The group, called Recovering from Religion (RR)
, hopes to raise $30,000 by June 30 to fund the hotline project. According to RR's Twitter feed
, they have already raised $4,529 of their goal.
RR's hotline would provide a secular support network for new atheists or people doubting their faith. It would be operated 24/7 by trained volunteers and is not directed to followers of any particular religion.
Sarah Morehead, Executive Director of RR, said that the $30,000 will keep the project running for two years. This includes the cost of the phone lines and volunteer training. It will also pay for two independent psychologists who will help RR ensure the quality of their training program.
No one at RR gets paid, said Morehead. "For now, it is a labor of love," she said.
According to RR's website, "Leaving religion is full of potential problems, both emotional and practical." This can include isolation from from friends and family or even the loss of employment. The hotline volunteers will aid callers in coming up with an action-based plan to deal with these difficulties. They can also link callers up to other resources, such as secular support grounds, the Suicide Hotline or job-seeking aid.
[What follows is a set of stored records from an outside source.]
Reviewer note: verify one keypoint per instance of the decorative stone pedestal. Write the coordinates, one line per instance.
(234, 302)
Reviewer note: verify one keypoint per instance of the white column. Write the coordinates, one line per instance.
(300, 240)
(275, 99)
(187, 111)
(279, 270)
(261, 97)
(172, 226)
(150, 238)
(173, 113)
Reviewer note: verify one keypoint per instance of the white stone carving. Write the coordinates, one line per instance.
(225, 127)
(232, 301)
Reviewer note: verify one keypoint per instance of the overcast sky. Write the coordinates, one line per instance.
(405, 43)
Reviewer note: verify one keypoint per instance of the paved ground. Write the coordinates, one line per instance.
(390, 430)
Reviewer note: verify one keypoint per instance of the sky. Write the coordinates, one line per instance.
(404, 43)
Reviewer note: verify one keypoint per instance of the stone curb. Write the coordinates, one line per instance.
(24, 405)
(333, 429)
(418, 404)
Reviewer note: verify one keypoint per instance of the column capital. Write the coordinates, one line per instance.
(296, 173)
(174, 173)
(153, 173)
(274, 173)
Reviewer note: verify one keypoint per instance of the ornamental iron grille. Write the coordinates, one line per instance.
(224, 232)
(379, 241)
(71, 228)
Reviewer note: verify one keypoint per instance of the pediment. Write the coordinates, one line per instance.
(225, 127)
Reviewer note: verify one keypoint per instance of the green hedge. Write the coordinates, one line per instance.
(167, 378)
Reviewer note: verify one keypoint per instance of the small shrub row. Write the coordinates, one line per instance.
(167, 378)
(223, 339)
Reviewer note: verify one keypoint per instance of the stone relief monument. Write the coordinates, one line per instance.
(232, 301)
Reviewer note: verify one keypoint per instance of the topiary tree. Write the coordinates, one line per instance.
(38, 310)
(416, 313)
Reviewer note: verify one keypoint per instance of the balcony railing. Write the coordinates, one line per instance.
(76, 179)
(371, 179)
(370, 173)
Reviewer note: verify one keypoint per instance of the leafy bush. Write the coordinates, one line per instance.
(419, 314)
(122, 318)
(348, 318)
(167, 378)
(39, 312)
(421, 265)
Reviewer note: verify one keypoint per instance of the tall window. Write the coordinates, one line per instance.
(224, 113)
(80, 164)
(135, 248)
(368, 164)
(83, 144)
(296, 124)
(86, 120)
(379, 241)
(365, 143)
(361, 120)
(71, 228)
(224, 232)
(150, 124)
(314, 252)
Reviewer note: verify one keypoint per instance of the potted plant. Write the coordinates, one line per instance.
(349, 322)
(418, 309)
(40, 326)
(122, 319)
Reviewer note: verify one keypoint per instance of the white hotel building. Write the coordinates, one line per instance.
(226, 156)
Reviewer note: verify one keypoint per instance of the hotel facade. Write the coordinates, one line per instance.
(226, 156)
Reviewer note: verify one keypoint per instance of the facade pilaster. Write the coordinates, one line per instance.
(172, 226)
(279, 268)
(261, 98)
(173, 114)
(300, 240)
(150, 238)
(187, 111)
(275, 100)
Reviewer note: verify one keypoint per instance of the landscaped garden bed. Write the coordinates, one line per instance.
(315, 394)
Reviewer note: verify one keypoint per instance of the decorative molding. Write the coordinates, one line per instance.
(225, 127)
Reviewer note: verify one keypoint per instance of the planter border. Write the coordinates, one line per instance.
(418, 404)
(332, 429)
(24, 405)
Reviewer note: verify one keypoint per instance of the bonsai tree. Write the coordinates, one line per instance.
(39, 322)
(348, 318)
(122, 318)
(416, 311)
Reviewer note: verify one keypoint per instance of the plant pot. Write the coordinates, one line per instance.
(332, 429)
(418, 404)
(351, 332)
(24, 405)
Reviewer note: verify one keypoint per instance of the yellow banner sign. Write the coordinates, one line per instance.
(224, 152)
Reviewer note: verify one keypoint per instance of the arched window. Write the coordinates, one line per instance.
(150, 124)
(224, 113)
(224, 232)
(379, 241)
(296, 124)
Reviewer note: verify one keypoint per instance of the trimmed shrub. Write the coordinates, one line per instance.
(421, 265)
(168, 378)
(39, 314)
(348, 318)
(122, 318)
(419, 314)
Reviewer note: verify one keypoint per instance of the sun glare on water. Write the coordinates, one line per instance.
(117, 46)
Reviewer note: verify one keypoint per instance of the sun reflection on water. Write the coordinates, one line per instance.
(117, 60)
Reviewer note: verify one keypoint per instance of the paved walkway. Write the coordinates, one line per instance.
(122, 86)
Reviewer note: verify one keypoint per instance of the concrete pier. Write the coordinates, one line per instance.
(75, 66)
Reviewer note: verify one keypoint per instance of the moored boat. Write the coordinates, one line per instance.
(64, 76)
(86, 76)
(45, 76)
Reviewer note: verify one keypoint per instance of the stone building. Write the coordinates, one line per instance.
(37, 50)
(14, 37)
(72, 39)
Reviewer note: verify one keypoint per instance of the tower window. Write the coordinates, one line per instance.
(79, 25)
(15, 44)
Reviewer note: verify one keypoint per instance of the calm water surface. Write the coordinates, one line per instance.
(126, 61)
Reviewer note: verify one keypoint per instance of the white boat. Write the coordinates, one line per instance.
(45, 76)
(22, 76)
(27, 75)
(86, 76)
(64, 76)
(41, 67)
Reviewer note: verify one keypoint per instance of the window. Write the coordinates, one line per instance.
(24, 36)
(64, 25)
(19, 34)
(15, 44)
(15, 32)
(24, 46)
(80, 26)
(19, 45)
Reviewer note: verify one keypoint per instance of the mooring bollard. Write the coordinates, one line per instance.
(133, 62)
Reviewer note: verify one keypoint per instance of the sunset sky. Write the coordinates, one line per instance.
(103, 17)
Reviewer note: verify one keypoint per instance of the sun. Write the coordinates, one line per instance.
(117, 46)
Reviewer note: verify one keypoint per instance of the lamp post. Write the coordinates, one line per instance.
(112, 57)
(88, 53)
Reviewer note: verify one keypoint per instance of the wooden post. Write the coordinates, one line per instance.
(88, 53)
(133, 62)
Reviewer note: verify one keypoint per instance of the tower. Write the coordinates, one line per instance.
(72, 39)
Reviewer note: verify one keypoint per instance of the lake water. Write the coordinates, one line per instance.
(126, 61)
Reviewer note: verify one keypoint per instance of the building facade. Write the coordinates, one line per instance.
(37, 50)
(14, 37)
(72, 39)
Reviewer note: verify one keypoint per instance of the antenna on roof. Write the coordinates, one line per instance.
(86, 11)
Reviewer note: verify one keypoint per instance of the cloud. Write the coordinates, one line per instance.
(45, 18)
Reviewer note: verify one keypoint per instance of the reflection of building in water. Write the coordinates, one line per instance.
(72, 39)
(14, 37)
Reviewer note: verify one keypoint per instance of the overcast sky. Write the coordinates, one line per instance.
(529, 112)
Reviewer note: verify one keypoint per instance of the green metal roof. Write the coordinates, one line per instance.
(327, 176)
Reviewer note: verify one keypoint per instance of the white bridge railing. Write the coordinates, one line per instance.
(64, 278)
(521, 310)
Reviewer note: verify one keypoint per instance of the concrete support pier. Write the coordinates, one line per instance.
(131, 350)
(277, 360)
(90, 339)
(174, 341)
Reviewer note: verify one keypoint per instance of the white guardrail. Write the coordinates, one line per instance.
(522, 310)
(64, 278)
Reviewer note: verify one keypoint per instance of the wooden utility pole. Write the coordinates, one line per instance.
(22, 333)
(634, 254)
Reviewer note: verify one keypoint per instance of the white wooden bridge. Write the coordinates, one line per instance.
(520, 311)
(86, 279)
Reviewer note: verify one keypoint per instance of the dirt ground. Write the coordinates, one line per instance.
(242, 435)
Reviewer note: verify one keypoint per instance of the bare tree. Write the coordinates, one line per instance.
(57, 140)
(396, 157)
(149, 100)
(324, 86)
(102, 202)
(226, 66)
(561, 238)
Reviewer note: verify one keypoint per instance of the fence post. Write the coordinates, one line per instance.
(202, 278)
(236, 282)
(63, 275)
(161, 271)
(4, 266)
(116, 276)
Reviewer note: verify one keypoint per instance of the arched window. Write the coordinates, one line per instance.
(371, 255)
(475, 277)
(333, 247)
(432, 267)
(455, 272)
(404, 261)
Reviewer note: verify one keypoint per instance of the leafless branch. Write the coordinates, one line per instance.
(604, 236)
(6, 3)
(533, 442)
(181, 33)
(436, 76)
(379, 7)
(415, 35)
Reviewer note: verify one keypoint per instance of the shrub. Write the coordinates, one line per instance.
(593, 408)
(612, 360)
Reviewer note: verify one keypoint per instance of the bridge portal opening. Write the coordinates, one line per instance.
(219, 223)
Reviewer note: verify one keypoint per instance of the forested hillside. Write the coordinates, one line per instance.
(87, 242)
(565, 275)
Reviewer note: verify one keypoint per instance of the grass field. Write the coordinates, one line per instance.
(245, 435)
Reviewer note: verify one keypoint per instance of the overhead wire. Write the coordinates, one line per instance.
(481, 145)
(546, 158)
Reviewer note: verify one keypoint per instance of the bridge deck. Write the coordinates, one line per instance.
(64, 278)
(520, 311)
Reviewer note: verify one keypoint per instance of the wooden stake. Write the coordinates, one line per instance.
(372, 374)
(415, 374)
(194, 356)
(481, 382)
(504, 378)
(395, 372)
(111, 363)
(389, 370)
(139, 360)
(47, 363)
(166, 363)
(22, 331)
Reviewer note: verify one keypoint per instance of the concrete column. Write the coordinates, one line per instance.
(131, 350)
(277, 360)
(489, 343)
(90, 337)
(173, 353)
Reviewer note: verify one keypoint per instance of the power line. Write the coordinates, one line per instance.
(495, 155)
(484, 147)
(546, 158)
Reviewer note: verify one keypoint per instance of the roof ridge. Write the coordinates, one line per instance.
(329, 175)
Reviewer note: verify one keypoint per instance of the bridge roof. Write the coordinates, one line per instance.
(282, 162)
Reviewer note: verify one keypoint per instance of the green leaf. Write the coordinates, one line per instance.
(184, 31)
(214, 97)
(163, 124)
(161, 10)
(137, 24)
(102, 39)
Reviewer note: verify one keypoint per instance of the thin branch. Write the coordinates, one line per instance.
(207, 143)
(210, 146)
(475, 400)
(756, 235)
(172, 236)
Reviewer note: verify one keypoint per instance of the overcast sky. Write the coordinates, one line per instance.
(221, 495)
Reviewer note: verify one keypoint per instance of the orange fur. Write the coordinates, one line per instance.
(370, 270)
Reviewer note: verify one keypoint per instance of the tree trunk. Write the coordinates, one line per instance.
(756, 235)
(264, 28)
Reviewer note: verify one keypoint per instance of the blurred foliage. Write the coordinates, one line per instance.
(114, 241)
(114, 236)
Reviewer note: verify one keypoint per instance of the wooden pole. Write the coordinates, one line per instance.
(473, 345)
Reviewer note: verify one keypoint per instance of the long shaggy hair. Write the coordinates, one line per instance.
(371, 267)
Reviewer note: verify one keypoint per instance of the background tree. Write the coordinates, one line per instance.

"It'll be a sort of clearing house for resources," Morehead said.
Finding these resources can be difficult for new atheists who have always had the support of faith and the church for their problems.
"Even if they go to Google, they might not necessarily find them because they don't know how to look," said Morehead. That includes searching for terms such as 'secular' or 'free-thought' instead of simply 'atheist,' or learning to deal with the loss of loved ones without the comfort of a belief in an afterlife.
Leaving religion "is an existential crisis that [new atheists] don't have the skills to deal with," she said. "They have their identity wrapped up in religion ... they have to discover who they are."
Some people have accused RR of attempting to “de-convert” Christians
. RR, on the other hand, insists this is not the reason behind the hotline.
"The goal is not to create atheists," said Morehead. Instead, the hotline is meant to offer anonymous support for anyone doubting their faiths, whether it is complete disbelief or finding a church that fits better with their individual views.
"We're not the ones knocking on doors on Saturday mornings," she added. "This is pretty much the opposite of conversion."
Though the calls on the hotline will be anonymous, RR will try to collect as much data as they can. This might include age, gender, sexual orientation and what religion the caller was raised to believe. Morehead said the callers will not be obligated to provide any data, and the service is not contingent upon revealing personal information.
They hope the data can be used to prove the effectiveness of the hotline, which will help with future donations and grant support.
RR already holds support groups across the United States and has groups in the United Kingdom, Australia and Canada. Their members are made up of people who were formerly religious. These groups "offer the opportunity to explore the negative impact of religion
" in the lives of the participants. The hotline will add anonymity to RR's services.